When a Force Majeure event occurs, Almodi shall immediately notify the Client in writing. Upon termination of the Force Majeure, Almodi shall also immediately notify the Client in writing. Performance of the agreement shall resume immediately after such notification.
Any information communicated by one party to the other, the confidential nature of which is known or may be assumed by the other party, must be treated as confidential. Such information may only be used in the context of the agreement for which it was provided.
Almodi undertakes and warrants, to the extent necessary, that it and its employees or independent contractors will take all reasonable measures to ensure strict confidentiality of its Client's data.
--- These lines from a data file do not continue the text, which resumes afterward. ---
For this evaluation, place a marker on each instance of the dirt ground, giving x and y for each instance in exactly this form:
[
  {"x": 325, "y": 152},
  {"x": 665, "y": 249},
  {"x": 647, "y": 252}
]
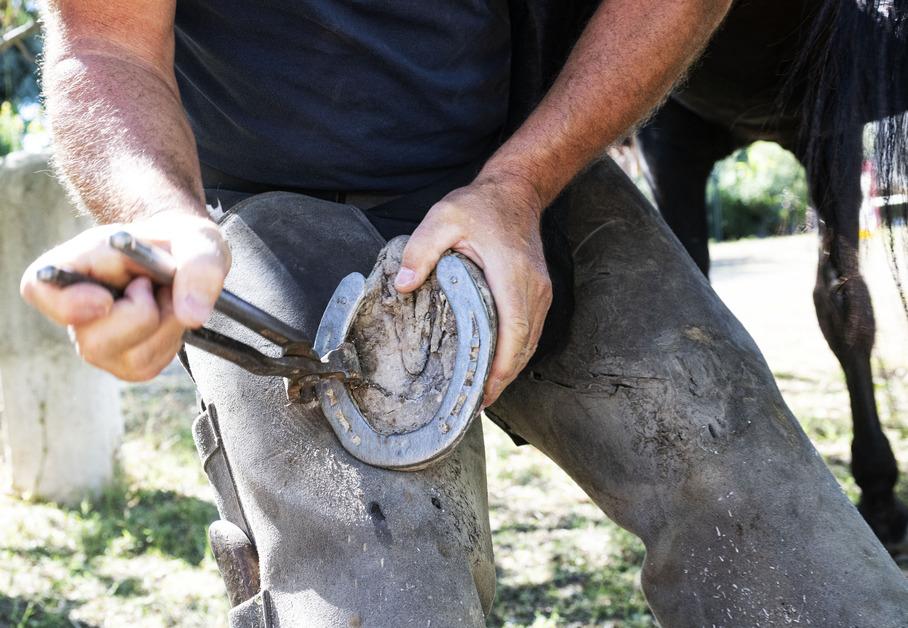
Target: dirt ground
[{"x": 137, "y": 556}]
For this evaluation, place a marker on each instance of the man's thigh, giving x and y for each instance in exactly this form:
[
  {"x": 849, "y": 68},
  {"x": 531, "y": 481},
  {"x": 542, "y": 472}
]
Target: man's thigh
[
  {"x": 660, "y": 406},
  {"x": 339, "y": 542}
]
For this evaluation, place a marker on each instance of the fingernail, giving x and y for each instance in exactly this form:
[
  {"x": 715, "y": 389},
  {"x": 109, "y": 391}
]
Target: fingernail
[
  {"x": 197, "y": 310},
  {"x": 100, "y": 311},
  {"x": 405, "y": 277}
]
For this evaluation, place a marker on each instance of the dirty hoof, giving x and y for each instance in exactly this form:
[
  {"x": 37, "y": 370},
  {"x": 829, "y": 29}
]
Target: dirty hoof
[
  {"x": 424, "y": 358},
  {"x": 889, "y": 521}
]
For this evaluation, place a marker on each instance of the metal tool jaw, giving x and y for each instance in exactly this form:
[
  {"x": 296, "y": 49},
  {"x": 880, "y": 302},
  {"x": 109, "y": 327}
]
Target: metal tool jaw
[{"x": 438, "y": 433}]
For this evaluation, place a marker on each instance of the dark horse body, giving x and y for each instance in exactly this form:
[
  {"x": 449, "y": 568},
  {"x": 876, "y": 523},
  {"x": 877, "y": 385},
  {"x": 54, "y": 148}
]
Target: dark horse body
[{"x": 731, "y": 99}]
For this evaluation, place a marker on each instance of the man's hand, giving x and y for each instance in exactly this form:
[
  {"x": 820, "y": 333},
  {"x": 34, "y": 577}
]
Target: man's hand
[
  {"x": 137, "y": 336},
  {"x": 496, "y": 224}
]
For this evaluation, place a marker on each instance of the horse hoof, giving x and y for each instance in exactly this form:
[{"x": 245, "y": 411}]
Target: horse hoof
[{"x": 889, "y": 521}]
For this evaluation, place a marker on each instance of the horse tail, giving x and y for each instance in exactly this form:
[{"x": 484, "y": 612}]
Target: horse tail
[{"x": 853, "y": 70}]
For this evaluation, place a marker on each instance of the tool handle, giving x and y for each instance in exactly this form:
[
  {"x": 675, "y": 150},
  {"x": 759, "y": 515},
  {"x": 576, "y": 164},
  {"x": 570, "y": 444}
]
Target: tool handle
[
  {"x": 65, "y": 278},
  {"x": 161, "y": 268}
]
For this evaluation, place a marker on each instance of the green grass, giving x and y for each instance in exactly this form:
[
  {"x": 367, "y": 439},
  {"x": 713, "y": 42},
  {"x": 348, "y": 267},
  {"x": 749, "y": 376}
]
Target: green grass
[{"x": 137, "y": 555}]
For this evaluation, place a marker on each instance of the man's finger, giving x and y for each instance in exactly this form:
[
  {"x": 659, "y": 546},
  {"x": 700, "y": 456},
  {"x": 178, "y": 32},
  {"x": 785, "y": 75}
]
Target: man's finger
[
  {"x": 145, "y": 360},
  {"x": 515, "y": 328},
  {"x": 203, "y": 260},
  {"x": 424, "y": 248},
  {"x": 75, "y": 305},
  {"x": 132, "y": 319}
]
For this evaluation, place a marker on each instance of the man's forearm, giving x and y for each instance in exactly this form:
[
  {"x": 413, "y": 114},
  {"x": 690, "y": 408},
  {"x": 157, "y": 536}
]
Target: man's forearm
[
  {"x": 627, "y": 59},
  {"x": 121, "y": 138}
]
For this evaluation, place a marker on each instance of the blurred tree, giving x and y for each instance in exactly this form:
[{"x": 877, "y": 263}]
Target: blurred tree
[
  {"x": 20, "y": 45},
  {"x": 760, "y": 190}
]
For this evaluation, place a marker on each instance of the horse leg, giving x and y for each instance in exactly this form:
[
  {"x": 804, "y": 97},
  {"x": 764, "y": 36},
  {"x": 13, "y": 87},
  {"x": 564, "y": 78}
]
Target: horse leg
[
  {"x": 679, "y": 150},
  {"x": 845, "y": 314}
]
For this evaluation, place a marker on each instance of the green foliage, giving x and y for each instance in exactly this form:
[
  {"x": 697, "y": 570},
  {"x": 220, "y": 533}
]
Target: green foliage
[
  {"x": 760, "y": 190},
  {"x": 139, "y": 520},
  {"x": 12, "y": 128}
]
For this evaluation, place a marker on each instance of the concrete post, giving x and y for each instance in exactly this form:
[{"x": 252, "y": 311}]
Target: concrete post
[{"x": 60, "y": 421}]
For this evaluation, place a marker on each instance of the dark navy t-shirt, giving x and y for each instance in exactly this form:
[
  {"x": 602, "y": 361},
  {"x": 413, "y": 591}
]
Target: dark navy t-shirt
[{"x": 349, "y": 95}]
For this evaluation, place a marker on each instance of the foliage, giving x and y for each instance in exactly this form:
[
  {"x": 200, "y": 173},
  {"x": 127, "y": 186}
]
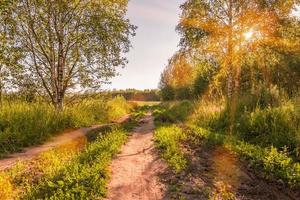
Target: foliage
[
  {"x": 278, "y": 126},
  {"x": 23, "y": 124},
  {"x": 274, "y": 163},
  {"x": 168, "y": 139},
  {"x": 173, "y": 112},
  {"x": 67, "y": 44},
  {"x": 86, "y": 176},
  {"x": 117, "y": 107}
]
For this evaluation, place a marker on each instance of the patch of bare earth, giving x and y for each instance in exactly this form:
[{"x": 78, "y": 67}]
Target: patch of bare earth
[
  {"x": 216, "y": 173},
  {"x": 72, "y": 136},
  {"x": 135, "y": 171}
]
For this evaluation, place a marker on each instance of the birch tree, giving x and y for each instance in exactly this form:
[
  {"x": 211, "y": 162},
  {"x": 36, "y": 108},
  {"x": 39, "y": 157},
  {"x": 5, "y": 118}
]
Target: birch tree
[{"x": 71, "y": 44}]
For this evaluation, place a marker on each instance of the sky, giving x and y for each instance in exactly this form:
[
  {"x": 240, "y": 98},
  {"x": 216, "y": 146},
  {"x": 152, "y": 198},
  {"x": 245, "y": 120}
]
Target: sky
[{"x": 155, "y": 42}]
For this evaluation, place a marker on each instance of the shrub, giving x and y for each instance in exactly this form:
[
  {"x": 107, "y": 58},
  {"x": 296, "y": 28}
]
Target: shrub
[
  {"x": 212, "y": 116},
  {"x": 278, "y": 126},
  {"x": 274, "y": 163},
  {"x": 86, "y": 176},
  {"x": 174, "y": 112},
  {"x": 168, "y": 139},
  {"x": 23, "y": 124},
  {"x": 117, "y": 107}
]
Almodi is entitled to publicly refer to the Client and the selection and nature of Almodi's services offered to the Client.
Whenever possible, the provisions of these Terms shall be interpreted so as to be valid and enforceable under the applicable law.
However, if one or more provisions of these Terms is found to be invalid, illegal or unenforceable (in whole or in part), the remainder of the provision and of these Terms shall not be affected and shall continue in full force and effect as if the invalid, illegal or unenforceable provision(s) had never existed.
Should any of the provisions of these Terms exceed legal limitations, such provision shall not be null and void but the parties shall be deemed to have agreed on a provision in accordance with the maximums permitted by applicable law and the provision exceeding such limitations shall be amended accordingly and automatically.
Any failure or delay by Almodi in exercising any right under the agreement, the exercise or partial exercise of any right under the agreement, or any reaction or absence of reaction in the event of breach by the Client, shall not operate or be construed as a waiver (either express or implied, in whole or in part) of its rights under the agreement or under the said provision(s) or preclude the further exercise of any such rights. Any waiver of a right must be express and in writing. If there has been an express written waiver by Almodi following a specific failure by the Client this waiver cannot be invoked by the Client in favour of either a new failure, similar to the prior one, or a failure of another nature.
All issues, questions and disputes concerning these Terms or the Services shall be governed by Belgian law, as well as the supranational law applicable in Belgium, in so far the supranational law has been accepted and enforced in Belgium.
Any and all disputes shall be submitted to the exclusive jurisdiction of the Belgian courts in Brussels.